During the dinner hour, I had occasion to reflect on the different phases of motherhood--at least my motherhood.
I recall that I didn't cook our first dinner until our firstborn was six weeks old because I felt every cry was an emergency that required my full attention. Now, most would still consider me very much a softie when it comes to little ones crying, but tonight I felt much more like a soldier.
We had come home from co-op with the two youngest asleep in the van, where I left them while I started preparing dinner. Chris was sick in bed with a fever, so I avoided calling him for help when the two- and three-year-olds woke up wailing. Mother's experience told me that they were overexhausted from missing their normal nap time and then woke up at the wrong time in their sleep cycles (causing a similar effect as a night terror). When a toddler wakes up like that, there is no consoling him until the sleep cycle has run its time out.

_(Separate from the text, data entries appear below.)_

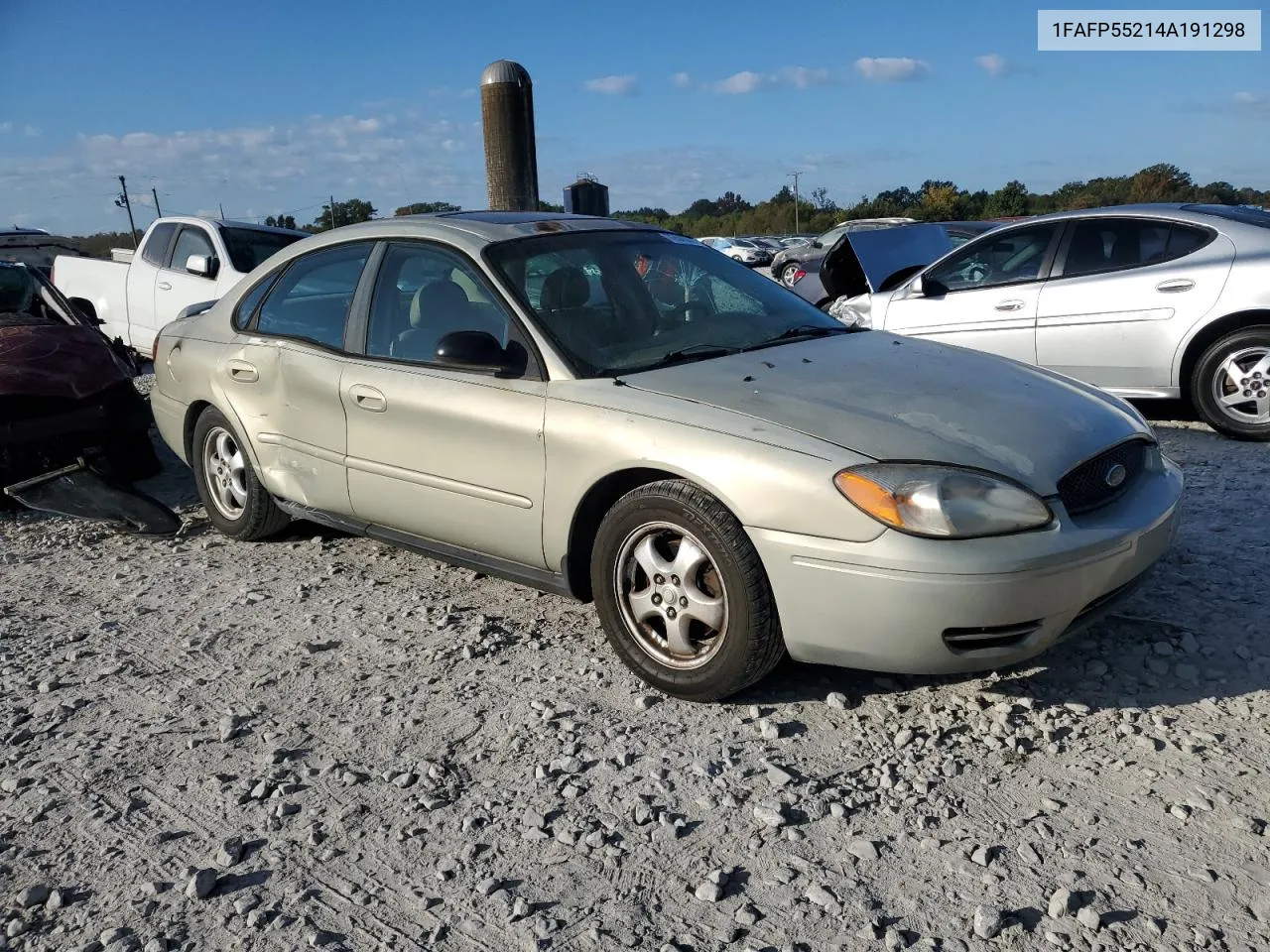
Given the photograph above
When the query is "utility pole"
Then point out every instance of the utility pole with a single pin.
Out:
(122, 202)
(794, 176)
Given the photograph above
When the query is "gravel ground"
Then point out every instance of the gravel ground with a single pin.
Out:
(320, 740)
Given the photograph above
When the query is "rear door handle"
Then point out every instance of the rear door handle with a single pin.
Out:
(243, 372)
(368, 398)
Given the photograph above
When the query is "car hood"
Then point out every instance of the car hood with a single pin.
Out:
(56, 361)
(861, 261)
(902, 399)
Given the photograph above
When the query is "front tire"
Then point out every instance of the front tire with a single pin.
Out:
(1230, 385)
(235, 500)
(683, 594)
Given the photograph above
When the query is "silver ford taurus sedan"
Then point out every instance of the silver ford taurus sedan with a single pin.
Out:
(613, 413)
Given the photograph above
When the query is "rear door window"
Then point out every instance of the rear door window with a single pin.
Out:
(155, 250)
(313, 298)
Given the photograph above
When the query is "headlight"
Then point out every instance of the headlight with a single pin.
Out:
(942, 502)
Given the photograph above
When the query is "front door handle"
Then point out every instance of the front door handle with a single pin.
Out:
(243, 372)
(368, 399)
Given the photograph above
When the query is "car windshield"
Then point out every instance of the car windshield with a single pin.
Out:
(626, 301)
(249, 246)
(27, 298)
(1233, 212)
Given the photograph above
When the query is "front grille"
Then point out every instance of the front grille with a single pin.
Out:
(1087, 488)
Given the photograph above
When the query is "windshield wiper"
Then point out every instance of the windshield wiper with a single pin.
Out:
(694, 352)
(803, 331)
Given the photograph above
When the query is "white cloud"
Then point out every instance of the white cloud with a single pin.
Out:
(740, 82)
(748, 81)
(611, 85)
(890, 68)
(390, 159)
(994, 64)
(802, 76)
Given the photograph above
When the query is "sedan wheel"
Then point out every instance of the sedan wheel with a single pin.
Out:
(674, 601)
(235, 500)
(683, 594)
(226, 472)
(1230, 385)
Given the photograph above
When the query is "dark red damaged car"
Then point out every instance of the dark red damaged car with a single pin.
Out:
(73, 430)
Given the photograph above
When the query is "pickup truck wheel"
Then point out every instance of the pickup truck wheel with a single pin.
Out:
(1230, 385)
(236, 504)
(683, 594)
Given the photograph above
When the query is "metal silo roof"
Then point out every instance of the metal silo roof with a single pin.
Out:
(504, 71)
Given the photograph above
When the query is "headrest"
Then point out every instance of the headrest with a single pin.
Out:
(440, 298)
(566, 287)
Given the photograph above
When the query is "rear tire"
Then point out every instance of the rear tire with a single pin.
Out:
(1229, 386)
(683, 594)
(235, 500)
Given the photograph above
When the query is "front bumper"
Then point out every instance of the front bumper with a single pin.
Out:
(913, 606)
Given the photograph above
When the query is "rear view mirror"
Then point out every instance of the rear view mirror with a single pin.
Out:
(202, 266)
(471, 350)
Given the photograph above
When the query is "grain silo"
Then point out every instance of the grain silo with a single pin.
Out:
(511, 157)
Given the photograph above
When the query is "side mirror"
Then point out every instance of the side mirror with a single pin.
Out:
(202, 266)
(471, 350)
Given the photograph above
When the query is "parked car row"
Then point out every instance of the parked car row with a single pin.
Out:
(1151, 301)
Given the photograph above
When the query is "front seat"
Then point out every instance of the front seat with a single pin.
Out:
(437, 308)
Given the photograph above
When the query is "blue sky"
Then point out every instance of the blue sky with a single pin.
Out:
(271, 107)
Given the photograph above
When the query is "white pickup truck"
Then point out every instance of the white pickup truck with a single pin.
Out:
(181, 262)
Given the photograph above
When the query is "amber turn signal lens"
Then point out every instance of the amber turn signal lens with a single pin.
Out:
(880, 503)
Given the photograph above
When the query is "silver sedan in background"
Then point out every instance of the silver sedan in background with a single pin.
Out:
(1143, 301)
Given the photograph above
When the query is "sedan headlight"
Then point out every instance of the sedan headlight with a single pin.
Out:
(942, 502)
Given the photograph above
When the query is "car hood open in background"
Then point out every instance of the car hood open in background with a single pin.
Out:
(56, 361)
(860, 262)
(893, 398)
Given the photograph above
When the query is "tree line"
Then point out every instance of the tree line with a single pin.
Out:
(731, 214)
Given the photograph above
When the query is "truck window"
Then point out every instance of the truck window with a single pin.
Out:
(155, 250)
(190, 241)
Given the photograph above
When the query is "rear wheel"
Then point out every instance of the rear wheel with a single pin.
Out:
(235, 500)
(1230, 385)
(683, 594)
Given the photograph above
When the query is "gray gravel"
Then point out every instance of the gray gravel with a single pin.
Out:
(322, 742)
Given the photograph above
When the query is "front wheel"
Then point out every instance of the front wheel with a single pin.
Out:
(1230, 385)
(683, 594)
(235, 500)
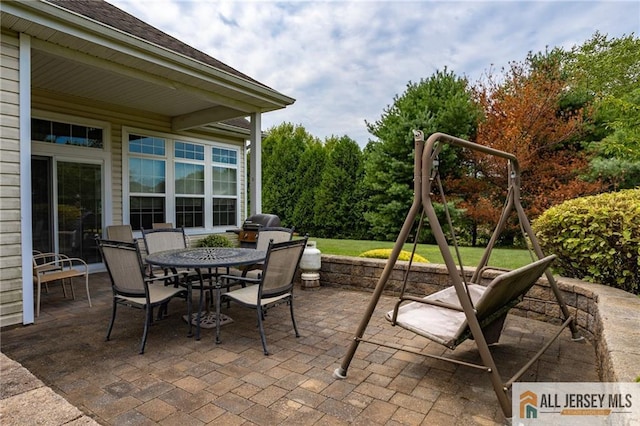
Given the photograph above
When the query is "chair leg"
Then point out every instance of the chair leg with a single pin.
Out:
(38, 297)
(113, 319)
(86, 284)
(147, 320)
(293, 319)
(261, 327)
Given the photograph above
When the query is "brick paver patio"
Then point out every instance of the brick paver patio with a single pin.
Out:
(180, 381)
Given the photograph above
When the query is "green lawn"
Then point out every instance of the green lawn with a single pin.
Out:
(500, 257)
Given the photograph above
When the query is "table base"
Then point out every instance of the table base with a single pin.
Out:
(208, 319)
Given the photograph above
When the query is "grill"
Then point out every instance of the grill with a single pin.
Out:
(248, 235)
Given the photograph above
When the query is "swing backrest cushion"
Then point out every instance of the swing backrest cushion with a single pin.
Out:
(507, 289)
(449, 327)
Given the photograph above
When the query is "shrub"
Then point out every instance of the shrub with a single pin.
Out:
(596, 238)
(385, 253)
(215, 240)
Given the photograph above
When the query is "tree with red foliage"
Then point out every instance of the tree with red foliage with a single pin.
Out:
(522, 116)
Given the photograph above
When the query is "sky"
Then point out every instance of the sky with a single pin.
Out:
(345, 61)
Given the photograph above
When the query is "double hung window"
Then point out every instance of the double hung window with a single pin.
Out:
(193, 184)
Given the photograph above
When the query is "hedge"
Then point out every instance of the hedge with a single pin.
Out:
(596, 238)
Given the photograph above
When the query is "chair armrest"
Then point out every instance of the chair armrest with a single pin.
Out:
(235, 278)
(61, 262)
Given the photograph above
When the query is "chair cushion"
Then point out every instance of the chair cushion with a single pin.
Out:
(157, 294)
(249, 296)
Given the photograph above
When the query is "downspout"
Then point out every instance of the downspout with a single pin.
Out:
(255, 185)
(25, 177)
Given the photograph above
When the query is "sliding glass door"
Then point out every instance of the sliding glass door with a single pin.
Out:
(67, 207)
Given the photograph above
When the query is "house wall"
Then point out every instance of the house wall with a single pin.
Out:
(43, 102)
(117, 119)
(10, 238)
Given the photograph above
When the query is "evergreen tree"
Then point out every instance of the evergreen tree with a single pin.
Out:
(309, 176)
(282, 150)
(337, 207)
(441, 103)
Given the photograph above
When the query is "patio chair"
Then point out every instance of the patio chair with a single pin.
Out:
(120, 233)
(131, 287)
(57, 267)
(161, 239)
(265, 236)
(274, 287)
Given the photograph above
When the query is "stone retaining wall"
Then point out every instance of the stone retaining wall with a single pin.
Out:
(608, 317)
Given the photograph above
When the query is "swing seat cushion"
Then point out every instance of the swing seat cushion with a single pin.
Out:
(449, 327)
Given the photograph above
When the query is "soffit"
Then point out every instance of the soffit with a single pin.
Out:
(137, 75)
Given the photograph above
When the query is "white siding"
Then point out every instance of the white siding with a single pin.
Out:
(10, 238)
(119, 118)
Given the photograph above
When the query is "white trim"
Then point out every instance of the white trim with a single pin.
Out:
(25, 178)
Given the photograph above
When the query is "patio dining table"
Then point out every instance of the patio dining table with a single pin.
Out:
(204, 258)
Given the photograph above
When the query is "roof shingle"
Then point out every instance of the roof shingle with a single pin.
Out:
(114, 17)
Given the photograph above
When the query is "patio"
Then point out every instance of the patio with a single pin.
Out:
(183, 381)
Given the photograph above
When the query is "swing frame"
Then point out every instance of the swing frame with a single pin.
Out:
(425, 169)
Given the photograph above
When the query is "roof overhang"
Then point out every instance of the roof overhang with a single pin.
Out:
(76, 56)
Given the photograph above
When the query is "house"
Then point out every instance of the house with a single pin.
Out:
(108, 120)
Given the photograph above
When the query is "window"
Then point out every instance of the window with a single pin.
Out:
(189, 185)
(225, 186)
(147, 181)
(193, 184)
(66, 133)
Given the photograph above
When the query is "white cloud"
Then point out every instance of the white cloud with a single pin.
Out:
(344, 61)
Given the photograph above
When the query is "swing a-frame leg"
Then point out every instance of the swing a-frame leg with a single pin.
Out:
(470, 310)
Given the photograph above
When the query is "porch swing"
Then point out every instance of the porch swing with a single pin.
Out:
(467, 309)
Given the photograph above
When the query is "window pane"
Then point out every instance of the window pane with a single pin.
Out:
(189, 150)
(224, 212)
(190, 212)
(189, 178)
(146, 176)
(225, 156)
(145, 211)
(41, 130)
(146, 145)
(224, 181)
(65, 133)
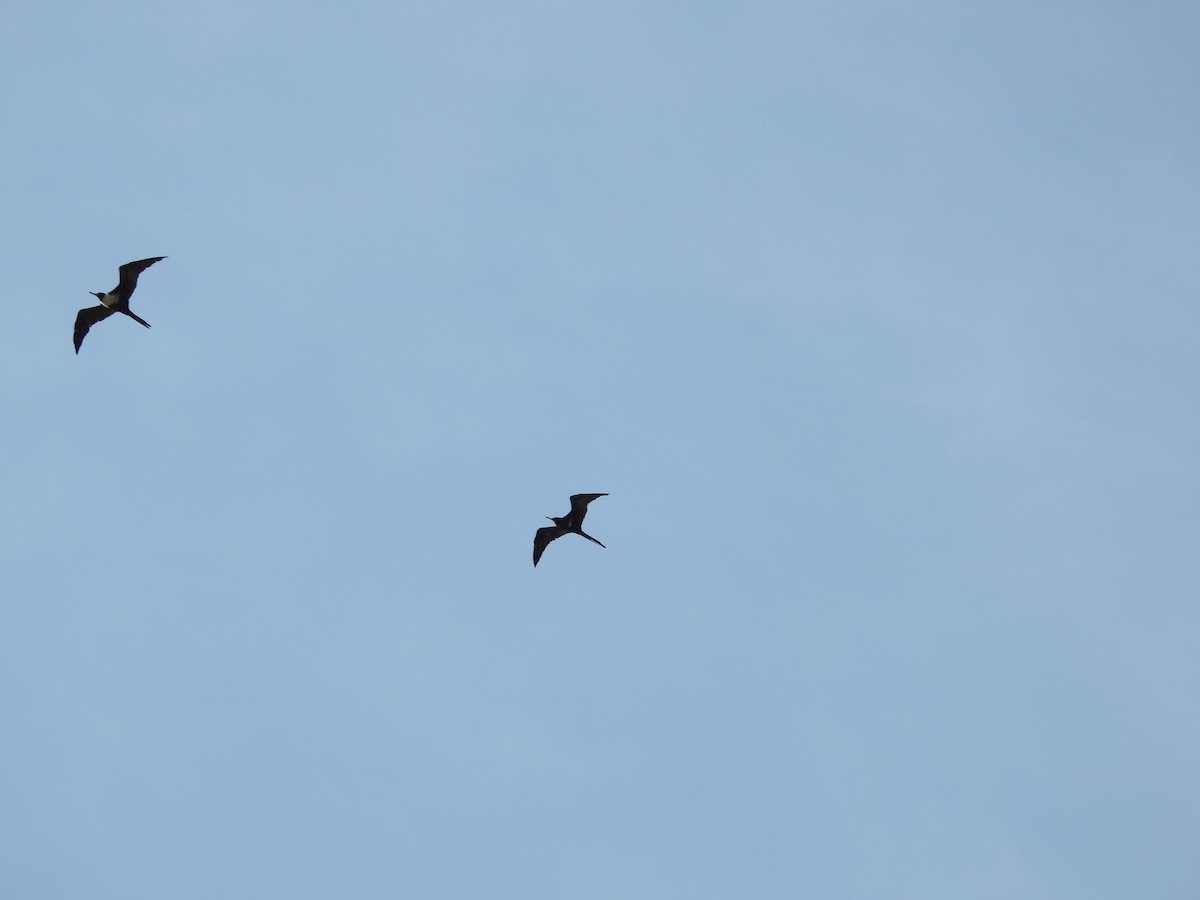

I certainly tried! I stopped cooking dinner for a time. The three-year-old wouldn't even let me touch her, just sat in the van--unstrapped, free to come out anytime--wailing her heart out. The two-year-old was inconsolable, weeping, flailing, hitting me. After some minutes of trying everything--holding, loving, singing songs, turning on a television show, and even bribing with marshmallows--I realized that Soldier Mama was going to have to take over. There were more people depending on me than just those two: there were two hungry big kids and a sick husband. I wasn't proceeding ahead with gourmet nonsense that would take inordinate time: simply with grilled cheese sandwiches, muffins, and store-bought tomato soup.
For thirty long minutes, the two young ones cried, Margaret in the van--through the open door right off the kitchen--and Joseph on the kitchen floor at my feet. They were crying so hard, their red faces were covered in snot, pouring down off their chins, choking them . . . and there was nothing I could do to comfort them.
It's not like it's easy to be Soldier Mama at times like that. I love the little ones and hate to see them hysterical. But it sure was interesting to have to separate my heart and my head, soldier on in my duties for the good of the majority.
This certainly seems overdramatic: I was just cooking dinner, not pulling our kids from a burning vehicle or saving our country. I simply found it interesting to compare how flustered to the point of falling apart I would have become a few years ago and how now I am able to move into a calm, detached survival mode, at least for a short time. It is like a callous on the heart: a bit sad that a callous has developed at all but also a reason to celebrate because the heart can function better under stress now.
That callous is the only thing pulling us through sometimes. Soldier on mama!